What do I think of Michael Gorman’s book published by Baker Academic? Let’s plunge into the Deeper Waters and find out.
Elements of Biblical Exegesis is meant to be a guide for students who are writing exegetical papers, and indeed it will be a helpful one. Gorman works with writers on all levels, including those who know the Biblical languages well and those who have no real knowledge of them. The rules listed in this book can help you if you’re writing an exegetical paper, but they can just as much help you out if you are sitting in a Sunday School class or small group meeting and you’re discussing a passage of Scripture and people are sitting together all talking about what the passage “means to them.”
Of interest from an apologetic nature is the discussion on textual criticism as well as the listing of Bible translations and dealing with the hermeneutic of suspicion where the text is seen as guilty until proven innocent. In fact, Gorman rightly says we should read from all perspectives, not just our own. After all, it is the critics of our position that can often open our eyes the most to the problems that we need to answer for our position. Gorman regularly says that all such reading is going to be beneficial. (Even reading mythicist material as that shows you just how crazy you can go when you don’t really know how to do history.)
Of course, internet atheists I regularly encounter will want nothing to do with a work like this, and sadly too many Christians won’t either who just have this idea that the text should be plain and clear to them.

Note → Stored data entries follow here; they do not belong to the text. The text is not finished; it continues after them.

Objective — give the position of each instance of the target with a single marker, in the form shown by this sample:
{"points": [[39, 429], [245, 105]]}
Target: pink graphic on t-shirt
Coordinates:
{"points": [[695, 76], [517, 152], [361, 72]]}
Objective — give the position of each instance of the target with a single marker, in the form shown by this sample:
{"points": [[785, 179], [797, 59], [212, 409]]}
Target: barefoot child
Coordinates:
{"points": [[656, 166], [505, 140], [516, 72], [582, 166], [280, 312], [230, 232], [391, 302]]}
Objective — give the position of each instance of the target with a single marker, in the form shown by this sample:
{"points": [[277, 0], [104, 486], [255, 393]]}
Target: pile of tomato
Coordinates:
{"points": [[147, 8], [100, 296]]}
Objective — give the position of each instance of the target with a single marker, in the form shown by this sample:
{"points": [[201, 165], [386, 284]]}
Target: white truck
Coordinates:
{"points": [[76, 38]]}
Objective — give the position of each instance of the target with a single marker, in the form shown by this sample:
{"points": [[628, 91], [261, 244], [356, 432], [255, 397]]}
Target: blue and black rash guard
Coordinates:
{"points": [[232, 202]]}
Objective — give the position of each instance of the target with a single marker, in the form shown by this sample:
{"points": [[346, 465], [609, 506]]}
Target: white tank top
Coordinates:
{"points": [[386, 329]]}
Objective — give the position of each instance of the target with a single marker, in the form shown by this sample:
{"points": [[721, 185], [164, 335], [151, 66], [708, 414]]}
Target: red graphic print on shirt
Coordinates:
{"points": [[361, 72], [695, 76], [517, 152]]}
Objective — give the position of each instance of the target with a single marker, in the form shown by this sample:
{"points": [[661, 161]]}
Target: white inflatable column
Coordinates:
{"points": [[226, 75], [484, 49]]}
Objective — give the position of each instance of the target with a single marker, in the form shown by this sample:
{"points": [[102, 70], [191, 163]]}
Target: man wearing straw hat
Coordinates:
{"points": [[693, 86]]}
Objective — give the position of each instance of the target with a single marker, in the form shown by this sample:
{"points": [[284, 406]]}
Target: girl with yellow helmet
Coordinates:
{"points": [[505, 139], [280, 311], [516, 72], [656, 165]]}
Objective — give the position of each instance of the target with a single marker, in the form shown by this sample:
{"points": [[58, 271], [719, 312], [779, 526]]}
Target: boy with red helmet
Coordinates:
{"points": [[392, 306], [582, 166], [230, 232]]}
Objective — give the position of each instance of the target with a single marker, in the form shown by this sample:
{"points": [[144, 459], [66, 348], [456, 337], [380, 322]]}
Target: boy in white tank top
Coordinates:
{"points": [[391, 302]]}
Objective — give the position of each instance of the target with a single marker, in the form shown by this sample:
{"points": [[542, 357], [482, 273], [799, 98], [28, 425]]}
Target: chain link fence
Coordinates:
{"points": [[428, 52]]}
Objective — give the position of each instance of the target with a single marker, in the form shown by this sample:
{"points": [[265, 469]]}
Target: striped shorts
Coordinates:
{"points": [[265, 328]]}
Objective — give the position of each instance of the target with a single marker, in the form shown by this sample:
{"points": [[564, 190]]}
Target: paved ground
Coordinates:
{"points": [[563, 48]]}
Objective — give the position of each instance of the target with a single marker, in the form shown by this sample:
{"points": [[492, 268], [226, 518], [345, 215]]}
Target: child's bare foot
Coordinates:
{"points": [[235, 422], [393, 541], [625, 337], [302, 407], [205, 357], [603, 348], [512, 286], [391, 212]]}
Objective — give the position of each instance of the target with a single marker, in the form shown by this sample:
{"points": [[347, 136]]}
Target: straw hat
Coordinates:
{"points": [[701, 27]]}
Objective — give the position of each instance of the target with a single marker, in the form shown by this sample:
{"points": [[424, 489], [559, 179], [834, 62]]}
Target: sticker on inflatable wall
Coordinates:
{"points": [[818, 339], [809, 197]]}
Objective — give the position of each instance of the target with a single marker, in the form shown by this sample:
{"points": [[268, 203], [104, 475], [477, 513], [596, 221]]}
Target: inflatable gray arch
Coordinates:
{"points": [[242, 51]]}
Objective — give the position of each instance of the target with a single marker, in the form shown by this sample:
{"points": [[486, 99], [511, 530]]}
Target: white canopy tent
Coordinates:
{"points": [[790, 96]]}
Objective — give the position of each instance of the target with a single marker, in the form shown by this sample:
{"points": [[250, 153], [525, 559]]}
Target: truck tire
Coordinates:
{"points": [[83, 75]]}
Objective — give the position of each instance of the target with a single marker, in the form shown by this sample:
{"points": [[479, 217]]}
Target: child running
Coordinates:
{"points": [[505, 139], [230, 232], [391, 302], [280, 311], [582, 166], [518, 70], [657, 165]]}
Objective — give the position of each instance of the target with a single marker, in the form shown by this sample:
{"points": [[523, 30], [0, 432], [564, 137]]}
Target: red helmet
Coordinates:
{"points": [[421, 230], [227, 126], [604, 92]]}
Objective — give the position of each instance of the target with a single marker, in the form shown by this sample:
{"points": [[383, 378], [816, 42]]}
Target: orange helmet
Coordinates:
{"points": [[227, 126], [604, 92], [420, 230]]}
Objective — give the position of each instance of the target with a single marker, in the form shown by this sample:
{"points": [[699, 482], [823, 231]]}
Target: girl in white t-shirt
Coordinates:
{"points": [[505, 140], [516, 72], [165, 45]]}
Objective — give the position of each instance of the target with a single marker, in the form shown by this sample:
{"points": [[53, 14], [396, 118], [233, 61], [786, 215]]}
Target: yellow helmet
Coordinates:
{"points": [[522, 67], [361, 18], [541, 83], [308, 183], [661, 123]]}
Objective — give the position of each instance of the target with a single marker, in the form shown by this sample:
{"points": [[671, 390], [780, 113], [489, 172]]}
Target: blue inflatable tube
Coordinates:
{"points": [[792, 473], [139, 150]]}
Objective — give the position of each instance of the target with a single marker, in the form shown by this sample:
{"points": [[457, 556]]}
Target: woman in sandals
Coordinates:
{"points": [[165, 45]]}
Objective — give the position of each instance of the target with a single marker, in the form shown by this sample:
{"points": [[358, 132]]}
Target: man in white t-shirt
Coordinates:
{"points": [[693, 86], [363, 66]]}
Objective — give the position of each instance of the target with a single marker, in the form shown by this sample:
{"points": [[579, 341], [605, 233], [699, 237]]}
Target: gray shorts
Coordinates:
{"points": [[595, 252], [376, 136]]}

One of the great problems we have in the church is that people no longer work at the text. We go to seminars to learn how to improve our marriage and work at that, and we should! We go to seminars to learn how to be better parents and work on that, and we should! We go to seminars to learn how to better manage our money and work on that, and we should! We go to all of these and while we think we should work at every other area of our life, when it comes to understanding what we say is the greatest facet of our lives (Or we should say it is), we think all the answers should be handed to us.
Also, towards the end of the book, Gorman gives a long list of recommended resources. I am sure that the list is helpful, but if you go straight through a book like I do, then it can be a bit tedious in reading. Still, if you just pop open the book and want to know if a resource is a good one, then that is a helpful tool to have.
Finally, the book concludes with three exegetical papers, two on a NT passage and one on an OT passage. These are helpful examples to have nearby and the reader of the book will be pleased with how simple the final product looks and even without thorough knowledge of the original languages.
This will be a helpful guide to those who really do want to study the text for all that it’s worth.